The flier describing the “Top Ten Ways to Get Away with Rape” was found in 2012 in a coed dorm bathroom at Miami University in southwest Ohio.
After the student pleaded guilty to disorderly conduct, a minor misdemeanor, he immediately asked to seal the case, according to Thursday’s ruling.
Butler County Judge Robert Lyons approved the request but cited the wrong state law, one that deals with sealing cases when there’s not a conviction, the ruling said.
Nevertheless, Lyons ordered the record sealed, though he later acknowledged the wrong law was cited.
After the paper sued, the judge unsealed the record and allowed the student to withdraw his guilty plea, after which the state dropped the case. The judge resealed the case using the original legal citation.
The judge argued that, when it comes to sealing cases, minor misdemeanors don’t require the same treatment as misdemeanors, such as a one-year waiting period before a defendant who’s been convicted can ask that a case be sealed, Thursday’s decision said.
The law on sealing records doesn’t draw a distinction between misdemeanors, Justice Judith Ann Lanzinger wrote for the five-judge majority.
A minor misdemeanor is still a misdemeanor, “just as a Labrador retriever, although different from other dogs, is still a dog,” Lanzinger wrote.

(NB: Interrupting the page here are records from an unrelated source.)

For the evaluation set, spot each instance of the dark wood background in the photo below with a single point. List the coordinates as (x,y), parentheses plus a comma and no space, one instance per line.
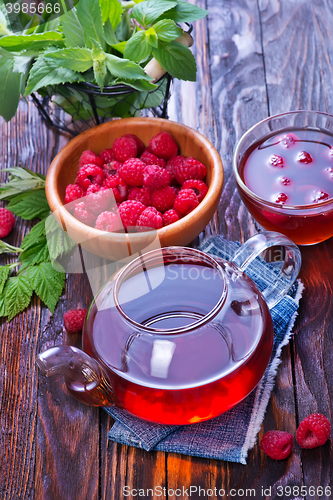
(255,59)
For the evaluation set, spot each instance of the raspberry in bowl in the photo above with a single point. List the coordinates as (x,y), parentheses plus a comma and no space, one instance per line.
(284,173)
(144,163)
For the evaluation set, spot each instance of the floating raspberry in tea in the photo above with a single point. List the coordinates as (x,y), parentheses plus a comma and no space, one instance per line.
(304,157)
(276,161)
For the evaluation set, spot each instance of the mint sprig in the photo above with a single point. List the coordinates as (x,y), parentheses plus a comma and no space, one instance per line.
(111,39)
(25,192)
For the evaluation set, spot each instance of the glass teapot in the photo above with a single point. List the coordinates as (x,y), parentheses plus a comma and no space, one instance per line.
(177,336)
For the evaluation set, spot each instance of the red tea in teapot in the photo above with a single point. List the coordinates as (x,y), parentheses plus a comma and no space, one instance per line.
(180,340)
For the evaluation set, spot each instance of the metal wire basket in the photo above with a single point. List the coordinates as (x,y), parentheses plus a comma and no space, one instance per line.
(73,108)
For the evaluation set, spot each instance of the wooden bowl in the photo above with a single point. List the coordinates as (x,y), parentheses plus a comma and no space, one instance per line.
(64,168)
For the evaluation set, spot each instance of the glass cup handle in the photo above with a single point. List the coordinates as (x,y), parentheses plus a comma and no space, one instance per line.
(290,269)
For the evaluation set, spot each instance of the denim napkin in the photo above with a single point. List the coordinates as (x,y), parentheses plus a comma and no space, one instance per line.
(230,436)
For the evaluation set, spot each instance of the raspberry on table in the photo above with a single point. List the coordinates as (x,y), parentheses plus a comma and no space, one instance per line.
(140,194)
(139,144)
(132,171)
(73,192)
(150,218)
(129,212)
(163,199)
(109,221)
(98,199)
(304,157)
(186,201)
(313,431)
(163,145)
(7,222)
(170,216)
(83,215)
(276,161)
(277,444)
(156,177)
(151,159)
(89,174)
(199,187)
(190,169)
(89,157)
(74,320)
(124,148)
(107,155)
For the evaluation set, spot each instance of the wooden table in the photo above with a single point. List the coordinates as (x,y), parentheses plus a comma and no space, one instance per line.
(255,59)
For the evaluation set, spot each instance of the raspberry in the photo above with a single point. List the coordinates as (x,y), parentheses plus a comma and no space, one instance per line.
(170,216)
(319,195)
(124,148)
(140,194)
(74,320)
(156,177)
(313,431)
(276,161)
(163,199)
(280,198)
(98,199)
(129,212)
(89,174)
(118,186)
(139,144)
(112,167)
(304,157)
(132,171)
(199,187)
(190,169)
(82,214)
(174,163)
(150,159)
(186,201)
(163,145)
(277,444)
(89,157)
(107,155)
(150,218)
(7,222)
(73,192)
(108,221)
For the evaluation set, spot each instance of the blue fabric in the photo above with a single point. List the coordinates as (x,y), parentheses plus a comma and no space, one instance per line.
(229,436)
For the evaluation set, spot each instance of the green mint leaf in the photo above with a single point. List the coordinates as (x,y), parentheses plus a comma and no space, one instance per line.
(36,41)
(73,31)
(47,283)
(151,37)
(17,293)
(34,235)
(90,17)
(149,11)
(99,65)
(177,60)
(76,59)
(109,34)
(166,30)
(29,205)
(46,72)
(4,275)
(35,254)
(137,48)
(185,12)
(123,68)
(9,88)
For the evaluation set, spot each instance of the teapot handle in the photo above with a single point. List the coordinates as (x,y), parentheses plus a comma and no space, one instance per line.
(253,247)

The decision means the case against the student is now a public record.
Justices Terrence O’Donnell and Paul Pfeifer dissented, with O’Donnell calling the judge’s actions a “clerical mistake” that didn’t affect the validity of the decision to seal the records.
A message was left with the Butler County prosecutor’s office, which represented the judge. A Miami University spokeswoman said the student has not been enrolled since October 2012.
The justices made the correct decision, said Cincinnati attorney John Greiner, representing the Enquirer.
“Sealing a public record is a big deal, and it cannot be done cavalierly, as Judge Lyons was doing,” he said Thursday. “Hopefully, this will send a message that our courts are not private entities and the public has a right to know what’s going on in the courts.”
The court rejected related arguments by the paper that Lyons had also improperly sealed other misdemeanor convictions over the years. The court found that the paper hadn’t presented enough evidence that the records were sealed improperly.